MANILA, Philippines — The Bangko Sentral ng PIlipinas (BSP) surprised the market with an aggressive 50-basis-point cut to policy rates on Thursday, deepening monetary support to an economy coming out of stringent lockdowns in an attempt to bolster recovery.
Interest rate at the central bank’s overnight reverse repurchase facility now stands at a record-low of 2.25%, a level BSP hopes would be sufficient to encourage banks to lend and borrowers to get credit and revive their businesses battered by the coronavirus disease-2019 (COVID-19) pandemic.Related StoriesBSP to keep policy rates steady this week
Many economists expected the BSP to hold key rates on Thursday’s meeting.
“The Monetary Board observed that domestic economic activity has slowed with the enforcement of necessary protocols to slow the spread of the virus in the country,” BSP Governor Benjamin Diokno said in a statement after a scheduled policy meeting.
“Hence, there remains a critical need for continuing measures to bolster economic activity and support financial conditions, especially the effective implementation of interventions to protect human health, boost agricultural productivity and build infrastructure,” said Diokno, who also chairs BSP’s seven-man policymaking Monetary Board.

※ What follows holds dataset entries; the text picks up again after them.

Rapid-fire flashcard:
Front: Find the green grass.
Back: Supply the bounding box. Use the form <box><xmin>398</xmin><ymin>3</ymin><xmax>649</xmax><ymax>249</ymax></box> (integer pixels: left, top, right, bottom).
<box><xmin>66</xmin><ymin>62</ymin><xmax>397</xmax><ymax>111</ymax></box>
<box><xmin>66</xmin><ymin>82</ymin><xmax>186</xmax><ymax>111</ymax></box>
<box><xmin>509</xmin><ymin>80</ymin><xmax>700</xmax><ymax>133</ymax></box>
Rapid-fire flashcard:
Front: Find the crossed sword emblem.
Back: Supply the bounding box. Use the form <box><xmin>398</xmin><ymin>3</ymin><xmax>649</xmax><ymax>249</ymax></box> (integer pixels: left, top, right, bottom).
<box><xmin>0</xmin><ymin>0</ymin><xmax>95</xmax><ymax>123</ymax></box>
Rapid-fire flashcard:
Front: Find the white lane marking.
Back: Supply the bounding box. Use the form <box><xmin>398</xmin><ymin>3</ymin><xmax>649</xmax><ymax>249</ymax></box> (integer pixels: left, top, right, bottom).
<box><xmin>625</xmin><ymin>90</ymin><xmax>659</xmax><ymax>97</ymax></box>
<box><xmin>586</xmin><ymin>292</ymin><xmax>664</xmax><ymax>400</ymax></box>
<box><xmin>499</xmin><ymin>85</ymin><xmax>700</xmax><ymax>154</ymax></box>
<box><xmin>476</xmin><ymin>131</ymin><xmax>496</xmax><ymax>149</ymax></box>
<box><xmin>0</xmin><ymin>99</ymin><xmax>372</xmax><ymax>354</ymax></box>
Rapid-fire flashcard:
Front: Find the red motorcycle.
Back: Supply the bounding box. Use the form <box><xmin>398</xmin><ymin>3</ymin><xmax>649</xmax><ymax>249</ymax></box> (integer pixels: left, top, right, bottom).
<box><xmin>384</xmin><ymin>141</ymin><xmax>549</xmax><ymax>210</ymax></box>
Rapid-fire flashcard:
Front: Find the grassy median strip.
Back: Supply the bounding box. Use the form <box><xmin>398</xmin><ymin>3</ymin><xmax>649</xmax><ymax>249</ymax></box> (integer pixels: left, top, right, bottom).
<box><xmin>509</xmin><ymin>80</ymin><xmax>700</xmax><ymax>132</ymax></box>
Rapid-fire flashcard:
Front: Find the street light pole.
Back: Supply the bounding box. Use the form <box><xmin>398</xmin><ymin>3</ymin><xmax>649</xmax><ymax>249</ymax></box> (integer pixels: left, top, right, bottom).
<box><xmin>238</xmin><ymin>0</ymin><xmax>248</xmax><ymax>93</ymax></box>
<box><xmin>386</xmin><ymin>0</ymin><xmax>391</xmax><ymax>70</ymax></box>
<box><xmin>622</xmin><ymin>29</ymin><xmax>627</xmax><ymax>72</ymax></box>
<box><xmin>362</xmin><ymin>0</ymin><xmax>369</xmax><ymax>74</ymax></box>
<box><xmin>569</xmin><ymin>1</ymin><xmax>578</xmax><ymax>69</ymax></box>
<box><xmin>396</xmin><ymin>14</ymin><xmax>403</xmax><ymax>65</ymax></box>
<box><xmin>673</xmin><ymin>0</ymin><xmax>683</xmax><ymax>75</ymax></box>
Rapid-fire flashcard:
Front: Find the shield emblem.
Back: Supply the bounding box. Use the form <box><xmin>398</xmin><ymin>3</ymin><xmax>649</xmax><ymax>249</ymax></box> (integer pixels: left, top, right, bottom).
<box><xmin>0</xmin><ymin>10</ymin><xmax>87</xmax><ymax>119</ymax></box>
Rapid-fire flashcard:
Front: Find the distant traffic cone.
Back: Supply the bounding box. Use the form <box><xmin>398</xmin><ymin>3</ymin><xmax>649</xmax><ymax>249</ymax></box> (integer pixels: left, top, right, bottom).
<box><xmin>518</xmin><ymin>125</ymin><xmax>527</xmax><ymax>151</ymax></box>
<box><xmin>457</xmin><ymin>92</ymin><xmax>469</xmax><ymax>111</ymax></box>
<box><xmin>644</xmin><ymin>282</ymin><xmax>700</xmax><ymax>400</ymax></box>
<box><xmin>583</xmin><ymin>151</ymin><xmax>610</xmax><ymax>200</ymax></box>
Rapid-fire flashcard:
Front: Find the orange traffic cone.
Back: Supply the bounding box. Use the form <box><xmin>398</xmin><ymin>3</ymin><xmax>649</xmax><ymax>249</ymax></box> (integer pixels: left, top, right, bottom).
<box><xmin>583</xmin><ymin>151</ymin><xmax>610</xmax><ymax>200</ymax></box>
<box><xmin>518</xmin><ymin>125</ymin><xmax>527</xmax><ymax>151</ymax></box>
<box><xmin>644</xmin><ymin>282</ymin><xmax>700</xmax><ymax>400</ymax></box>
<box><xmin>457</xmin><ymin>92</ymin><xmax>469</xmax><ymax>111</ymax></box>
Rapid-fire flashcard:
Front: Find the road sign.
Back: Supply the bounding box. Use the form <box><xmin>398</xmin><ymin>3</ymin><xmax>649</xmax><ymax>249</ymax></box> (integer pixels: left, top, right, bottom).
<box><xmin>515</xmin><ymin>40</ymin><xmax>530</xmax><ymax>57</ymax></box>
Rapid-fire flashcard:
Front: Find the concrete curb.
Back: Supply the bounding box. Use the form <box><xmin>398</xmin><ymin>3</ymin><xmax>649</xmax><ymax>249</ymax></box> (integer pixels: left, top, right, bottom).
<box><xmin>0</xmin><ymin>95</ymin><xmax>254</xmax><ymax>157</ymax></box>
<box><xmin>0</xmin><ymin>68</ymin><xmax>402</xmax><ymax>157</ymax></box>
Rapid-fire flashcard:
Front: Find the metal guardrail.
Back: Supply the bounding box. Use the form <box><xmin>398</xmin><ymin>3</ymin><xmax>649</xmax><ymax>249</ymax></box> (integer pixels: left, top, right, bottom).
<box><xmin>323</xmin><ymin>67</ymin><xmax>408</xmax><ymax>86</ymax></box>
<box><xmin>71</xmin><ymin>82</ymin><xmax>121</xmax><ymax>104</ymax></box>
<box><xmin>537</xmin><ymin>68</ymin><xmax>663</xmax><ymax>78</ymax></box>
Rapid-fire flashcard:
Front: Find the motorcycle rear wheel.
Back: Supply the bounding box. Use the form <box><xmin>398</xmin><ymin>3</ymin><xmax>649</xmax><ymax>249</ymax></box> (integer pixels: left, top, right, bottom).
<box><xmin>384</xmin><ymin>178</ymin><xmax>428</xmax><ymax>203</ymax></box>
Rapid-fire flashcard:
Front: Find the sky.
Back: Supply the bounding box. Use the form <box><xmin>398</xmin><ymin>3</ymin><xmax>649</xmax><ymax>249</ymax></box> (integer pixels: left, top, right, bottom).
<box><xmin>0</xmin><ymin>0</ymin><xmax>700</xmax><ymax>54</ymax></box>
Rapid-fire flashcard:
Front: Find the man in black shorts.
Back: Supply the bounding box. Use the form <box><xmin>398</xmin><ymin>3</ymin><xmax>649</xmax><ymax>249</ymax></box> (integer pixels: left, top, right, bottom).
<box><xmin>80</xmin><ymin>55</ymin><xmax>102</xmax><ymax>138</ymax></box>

The latest cut highlights the propensity of challenges facing the economy and how far the BSP is willing to take the fight. Apart from interest rates now running below year-to-date inflation of 2.6% as of May, the central bank also lowered borrowing costs at the face of an expected slight uptick in consumer prices.
From 2.2% in May, BSP now sees inflation to average 2.3% by year-end before accelerating to 2.6% in 2021, a forecast also up from 2.5% originally.
In an online briefing after the policy meeting, BSP Deputy Governor Francisco Dakila said inflation projections were increased due to higher oil prices observed for the past six weeks. That said, the projections remain subdued and lie at the low-end of BSP’s 2-4% inflation target for both years.
“The main factor that led to the revision of the forecast is the increase in global oil prices but this was partly offset by the weaker economic growth both domestically and globally as well as the continued stability of the peso,” Dakila said.
The latest rate cut brings to 200 bps the total reduction on interest rates BSP delivered this year, the most of which were enforced when lockdown measures started in March, shuttering businesses and keeping a healthy consumer base stuck at home, hitting hard the economy that contracted 0.2% in the first quarter.
The target of rate cuts is to make bank loans more affordable, and while BSP director Dennis Lapid suggested credit remains cheap, the central bank also observed that money released by recent BSP easing has only been returning to the central bank through its auction facilities, instead of going to more productive activities like business expansion.
Coupled by a 200-bps cut in mandated bank reserves, the central bank has estimated freeing up P1.4 trillion in fresh cash to the financial system in order to support economic activities.
Dakila, however, is not worried. “This is understandable given the heightened uncertainty that is prevailing in the economy. But again, when we look at the level of domestic liquidity, we see that in April that has accelerated to 16.2% (year-on-year) as against the growth of 13.3% in March,” he said.
Dakila hopes that with the latest cut small and medium enterprises, which account for 98% of local firms, would access bank credit and “encourage consumers to spend.”
“There is a lag before all of these actions of BSP will have an impact on banks’ willingness to lend. However, we expect lending to pick up in the months ahead as restrictions that has been posed during the quarantine period continue to be relaxed,” he said.
Not yet out of moves
Sought for comment, Ruben Carlo Asuncion, chief economist at UnionBank of the Philippines, said BSP’s latest action appears to be a “long-term take” on economic recovery “rather than a short-term response to the crisis.” The International Monetary Fund, on Wednesday, said a global recovery is likely to take longer than initially anticipated, and weaker than originally estimated in 2021.
“As the economy hopefully responds to this expansionary move 12 to 24 months down the line, real interest rate may become positive again and may set up the Philippine economy for better prospects,” Asuncion said in an online exchange.
Looking ahead, Dakila hinted BSP still has sufficient space to act more to rescue the economy if needed. “Going forward, if there is a need to infuse liquidity in the system, we can still make use of the policy space,” he said.